KATATONIA have always been a hard beast to fully nail down, as they’ve had this abstract aesthetic to their sound that is characteristically depressing by nature, yet not 100% restrained by the existing dogmas of Metal. Their work has a strong Gothic tilt to it, due in large part to the ambient keyboard usage and reverberating, from the pulpit oriented vocal production. It can be summed up as a religious experience of sorts, their lyrical content not withstanding, and will often transcend the borders between BLACK SABBATH and DEPECHE MODE. Their latest EP essentially leaves the nebulous border between rock and metal completely, and manifests almost entirely as an ambient, gravely slow take on Gothic Rock.

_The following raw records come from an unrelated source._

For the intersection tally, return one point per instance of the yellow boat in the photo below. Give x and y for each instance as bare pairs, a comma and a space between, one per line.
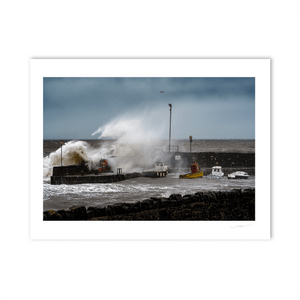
195, 172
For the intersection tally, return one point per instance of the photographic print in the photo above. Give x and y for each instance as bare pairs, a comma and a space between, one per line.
149, 148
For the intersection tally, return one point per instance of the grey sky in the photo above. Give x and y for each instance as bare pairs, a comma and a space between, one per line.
206, 108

“The Longest Year” could be described as an 18 minute dream sequence, and a largely stationary one at that. The ideas come forth gradually and linger for a time, paving the way for slightly varied ideas, not all that different from the way many ambient songs put out by more esoteric members of the 2nd wave of Black Metal tend to. The obvious character of the sound is sorrowful, yet oddly solemn, not all that different from what one might feel walking through the ruins of a medieval cathedral at midnight. But as this image unfolds, it doesn’t take long to realize that this album is content to remain statically fixated on solitude and sorrow in a quiet and consonant way, avoiding the garbled shouts associated with the band’s classic offerings and largely scaling back the pounding guitars.

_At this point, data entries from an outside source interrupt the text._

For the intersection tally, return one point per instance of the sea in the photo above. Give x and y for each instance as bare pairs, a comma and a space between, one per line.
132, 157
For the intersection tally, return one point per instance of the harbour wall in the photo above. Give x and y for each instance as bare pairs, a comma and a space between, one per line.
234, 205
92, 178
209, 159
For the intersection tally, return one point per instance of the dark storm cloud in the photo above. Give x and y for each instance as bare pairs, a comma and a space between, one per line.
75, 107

Amidst all of the processed percussion sounds, sequenced keyboard themes, and clean guitar lines, the mind is left to ponder the definition of grief without the tinge of anger that most of the Metal faithful expect from such an outfit. The duration of the title song alone makes such an expectation unrealistic, as it would result in a very disjointed album to have something along the lines of “Without God” following after what is essentially a woeful marriage of THE NEW ORDER and LACUNA COIL. Things do get harder edged at key points, but Renkse’s vocals remain largely restrained and depressed. This mode pretty much dominates the entire album, though the accompanying songs lack the occasional climactic points heard in the opening song.

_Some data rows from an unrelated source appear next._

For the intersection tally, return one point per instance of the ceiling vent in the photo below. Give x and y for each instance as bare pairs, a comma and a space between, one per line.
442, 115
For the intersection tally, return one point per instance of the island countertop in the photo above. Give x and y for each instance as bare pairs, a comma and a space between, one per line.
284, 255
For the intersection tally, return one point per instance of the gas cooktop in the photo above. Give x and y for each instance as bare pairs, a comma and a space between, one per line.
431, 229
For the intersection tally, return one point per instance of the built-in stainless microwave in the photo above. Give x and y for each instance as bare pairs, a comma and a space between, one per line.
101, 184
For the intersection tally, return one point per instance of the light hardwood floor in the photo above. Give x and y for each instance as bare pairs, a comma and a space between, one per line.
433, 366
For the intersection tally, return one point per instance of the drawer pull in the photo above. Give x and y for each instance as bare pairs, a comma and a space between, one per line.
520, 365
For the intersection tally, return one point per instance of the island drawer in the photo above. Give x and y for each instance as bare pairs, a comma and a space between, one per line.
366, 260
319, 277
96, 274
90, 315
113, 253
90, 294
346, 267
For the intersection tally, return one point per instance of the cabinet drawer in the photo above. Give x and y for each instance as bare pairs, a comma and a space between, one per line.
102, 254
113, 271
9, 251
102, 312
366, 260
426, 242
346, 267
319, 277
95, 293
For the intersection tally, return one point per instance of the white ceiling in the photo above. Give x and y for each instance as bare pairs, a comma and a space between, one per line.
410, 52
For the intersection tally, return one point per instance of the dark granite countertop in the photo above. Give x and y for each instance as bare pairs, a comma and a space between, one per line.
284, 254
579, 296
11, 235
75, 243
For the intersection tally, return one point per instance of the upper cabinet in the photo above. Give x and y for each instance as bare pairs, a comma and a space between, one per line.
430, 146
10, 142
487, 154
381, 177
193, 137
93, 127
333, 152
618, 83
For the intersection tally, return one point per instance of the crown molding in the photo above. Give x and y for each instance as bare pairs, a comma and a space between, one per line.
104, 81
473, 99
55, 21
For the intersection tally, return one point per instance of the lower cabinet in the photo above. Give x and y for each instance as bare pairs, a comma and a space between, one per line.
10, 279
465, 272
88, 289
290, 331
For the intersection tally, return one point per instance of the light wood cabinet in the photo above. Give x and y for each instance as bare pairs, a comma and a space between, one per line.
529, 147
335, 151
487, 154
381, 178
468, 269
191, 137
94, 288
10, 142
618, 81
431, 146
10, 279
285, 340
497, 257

This is the typical format of a single oriented EP, a lone representation of a band’s characteristic sound accompanied by a group of experiments. It’s not an all out offensive offering, and is actually a fitting interlude for the somewhat eclectic tastes of Doom/Death consumers, but it is definitely exclusive in its audience. Those who lean towards the newer, lighter side of what was the transitional sound of this band’s genre and Gothic Metal, and are steady fans of KATATONIA will gravitate towards this the most, while most casual listeners of this fatalistic art should probably skip it.